Much of linear algebra revolves around matrix multiplications. Since this is an O(n^3) operation, other techniques are needed to improve its performance. Today, I will show how I parallelized matrix multiplication, improving speed by 4x on my 12-thread machine.
In my examples, I am using the nalgebra
crate to handle matrix storage (which stores dynamically sized matrices as a Vec in column-major order). This isn't too important, the only thing that really matters is the ability to index the matrix by row and column index.
Single-Threaded Implementation
In order to multiply matrices, we need to iterate over the columns of the rhs, then for each column, iterate over the rows of the lhs. We then zip the lhs row with the rhs column, taking the dot product of these two arrays.

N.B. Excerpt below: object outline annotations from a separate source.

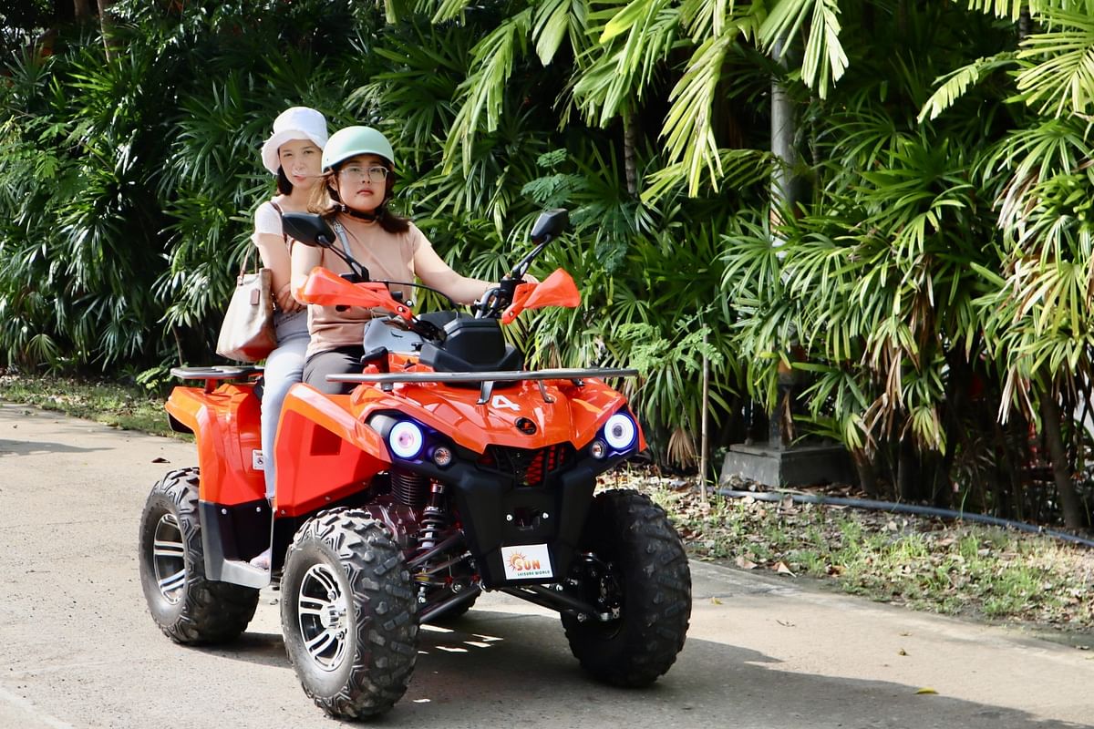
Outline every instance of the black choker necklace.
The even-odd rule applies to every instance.
[[[368,223],[375,223],[377,220],[380,220],[380,208],[376,209],[376,212],[362,213],[342,203],[341,210],[339,212],[345,213],[350,217],[356,217],[357,220],[363,220]]]

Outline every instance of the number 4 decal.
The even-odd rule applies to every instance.
[[[516,412],[521,412],[521,409],[516,405],[516,403],[507,398],[504,395],[493,396],[493,399],[490,400],[490,407],[493,408],[494,410],[499,410],[501,408],[509,408],[510,410],[515,410]]]

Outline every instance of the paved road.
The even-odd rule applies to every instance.
[[[176,646],[152,624],[138,518],[152,482],[191,465],[191,448],[0,403],[0,728],[334,726],[286,659],[277,592],[264,591],[231,647]],[[651,690],[586,680],[555,615],[491,593],[457,630],[422,634],[410,690],[375,724],[1094,726],[1094,649],[791,579],[697,563],[693,574],[687,645]]]

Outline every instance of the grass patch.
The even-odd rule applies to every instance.
[[[871,600],[987,622],[1094,631],[1094,551],[971,522],[711,496],[633,475],[693,556],[806,576]]]
[[[0,399],[83,418],[125,431],[182,436],[171,430],[163,398],[137,386],[83,377],[0,373]]]

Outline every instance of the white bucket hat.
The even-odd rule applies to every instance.
[[[276,175],[281,166],[278,148],[293,139],[310,139],[321,150],[327,145],[327,120],[306,106],[293,106],[274,120],[274,133],[263,143],[263,164]]]

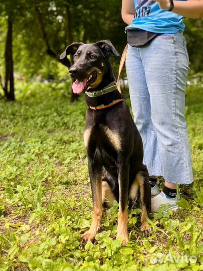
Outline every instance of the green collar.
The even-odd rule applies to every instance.
[[[91,97],[94,98],[95,97],[98,97],[99,96],[101,96],[109,92],[111,92],[113,90],[117,89],[116,84],[115,82],[112,82],[106,87],[101,89],[100,90],[96,90],[93,92],[90,92],[89,91],[85,91],[85,94],[87,95],[88,97]]]

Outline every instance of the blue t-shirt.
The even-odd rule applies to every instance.
[[[139,28],[155,33],[183,32],[182,16],[161,10],[153,0],[134,0],[136,13],[127,29]]]

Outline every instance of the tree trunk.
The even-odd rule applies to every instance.
[[[14,62],[13,60],[13,24],[11,19],[8,19],[8,32],[6,41],[5,57],[5,82],[3,88],[5,96],[8,100],[15,99],[14,94]],[[10,83],[8,88],[9,81]]]

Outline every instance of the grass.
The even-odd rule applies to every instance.
[[[34,83],[18,101],[1,100],[0,271],[203,270],[202,87],[187,88],[195,182],[181,188],[183,209],[152,216],[149,237],[132,210],[124,247],[115,239],[116,202],[94,242],[80,242],[92,209],[82,95],[70,103],[68,84]]]

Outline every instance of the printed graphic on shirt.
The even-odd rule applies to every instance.
[[[155,3],[153,0],[137,0],[136,13],[134,18],[148,17],[151,10],[151,6]]]

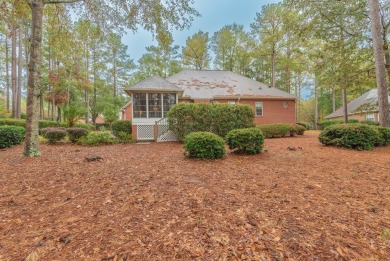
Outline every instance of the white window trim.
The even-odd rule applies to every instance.
[[[261,115],[257,115],[257,104],[261,103]],[[255,116],[256,117],[263,117],[264,116],[264,104],[263,102],[255,102]]]

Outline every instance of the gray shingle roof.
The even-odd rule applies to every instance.
[[[184,90],[191,99],[213,98],[282,98],[294,95],[230,71],[184,70],[167,78]]]
[[[161,78],[151,76],[139,83],[125,88],[125,91],[183,91],[175,84]]]
[[[389,96],[390,101],[390,96]],[[378,90],[371,89],[347,104],[348,114],[378,111]],[[343,107],[326,116],[326,119],[343,116]]]

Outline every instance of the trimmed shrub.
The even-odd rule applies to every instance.
[[[198,159],[219,159],[226,154],[225,141],[218,135],[200,131],[184,138],[186,157]]]
[[[116,143],[115,137],[107,131],[91,132],[77,141],[77,144],[84,146],[110,145],[114,143]]]
[[[378,146],[390,145],[390,128],[387,127],[376,127],[379,131],[379,142]]]
[[[9,148],[20,144],[25,133],[26,130],[20,126],[0,126],[0,148]]]
[[[221,137],[234,129],[254,127],[250,105],[223,103],[178,103],[167,114],[177,140],[191,132],[212,132]]]
[[[360,121],[361,124],[367,124],[367,125],[373,125],[373,126],[379,126],[379,121]]]
[[[291,124],[291,127],[292,130],[290,130],[290,136],[305,134],[305,130],[306,130],[305,127],[298,124]]]
[[[336,124],[343,124],[343,120],[322,120],[318,123],[318,128],[320,130],[324,130],[326,127],[336,125]],[[348,119],[348,123],[359,123],[359,120],[356,119]]]
[[[131,134],[131,121],[119,120],[114,121],[111,124],[112,132],[116,137],[119,137],[119,132],[125,132],[126,134]]]
[[[101,130],[100,128],[104,130],[110,130],[111,125],[109,123],[95,123],[95,130]]]
[[[258,128],[236,129],[226,135],[226,143],[238,153],[257,154],[263,149],[264,136]]]
[[[44,128],[41,130],[42,136],[51,144],[63,140],[66,137],[64,128]]]
[[[325,145],[356,150],[371,150],[381,143],[378,128],[365,124],[337,124],[323,130],[318,136]]]
[[[294,128],[288,123],[260,124],[257,128],[261,130],[265,138],[285,137],[290,132],[294,133]]]
[[[304,127],[306,130],[310,130],[310,125],[303,122],[297,122],[298,125]]]
[[[67,126],[69,127],[69,126]],[[84,124],[84,123],[76,123],[73,125],[73,127],[75,128],[83,128],[83,129],[87,129],[89,131],[92,131],[95,129],[95,126],[93,126],[92,124]]]
[[[40,120],[39,121],[39,129],[51,128],[51,127],[66,127],[65,124],[60,124],[56,121],[47,121]]]
[[[67,128],[66,132],[68,133],[69,140],[72,143],[76,143],[81,137],[88,135],[88,130],[84,128]]]

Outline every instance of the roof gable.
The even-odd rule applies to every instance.
[[[125,88],[125,91],[179,91],[183,90],[160,76],[151,76]]]
[[[288,98],[294,95],[230,71],[184,70],[167,78],[191,99],[214,98]]]

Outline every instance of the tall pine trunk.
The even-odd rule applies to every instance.
[[[7,112],[10,110],[10,85],[9,85],[9,46],[8,36],[5,37],[5,85],[6,85],[6,96],[7,96]]]
[[[390,127],[389,100],[386,82],[385,56],[381,39],[381,22],[378,0],[368,0],[371,18],[371,33],[374,45],[376,85],[378,88],[379,124]]]
[[[17,118],[17,75],[16,75],[16,27],[12,26],[11,32],[11,85],[12,85],[12,118]]]
[[[27,119],[26,138],[24,144],[25,156],[39,156],[39,97],[42,89],[42,19],[43,1],[33,0],[30,4],[31,19],[31,50],[29,74],[27,83]]]
[[[16,117],[20,118],[22,114],[22,79],[23,79],[23,21],[20,20],[18,30],[18,84],[16,97]]]

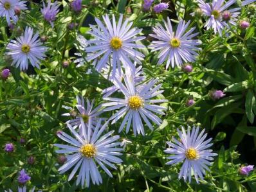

let l_shape = lhs.shape();
let r_shape = rhs.shape();
// check for shape compatibility here...
// the multiplication
let result: Vec<f64> = (0..r_shape.1).flat_map(move |rj| {
(0..l_shape.0).flat_map(move |li| {
(0..r_shape.0)
.zip(0..l_shape.1)
.map(move |(ri, lj)| {
lhs.index((li, lj)) * rhs.index((ri, rj))
})
.sum::<f64>()
})
})
.collect();
// result is a vec in column-major order
Parallelizing
I will now use rayon
to parallelize this operation. It's way simpler than you may think!
let result: Vec<f64> = (0..r_shape.1).into_par_iter().flat_map(move |rj| {
(0..l_shape.0).into_par_iter().flat_map(move |li| {
(0..r_shape.0)
.zip(0..l_shape.1)
.map(move |(ri, lj)| {
lhs.index((li, lj)) * rhs.index((ri, rj))
})
.sum::<f64>()
})
})
.collect();
That's it! Just adding into_par_iter
after the ranges is all that is needed. I benchmarked this on an Intel i5-10600K (12) @ 4.800GHz, multiplying a 1000x1000 matrix with a 1000x1 vector, and the average execution time went from 8 ms down to 2 ms. That is a 75% improvement in speed.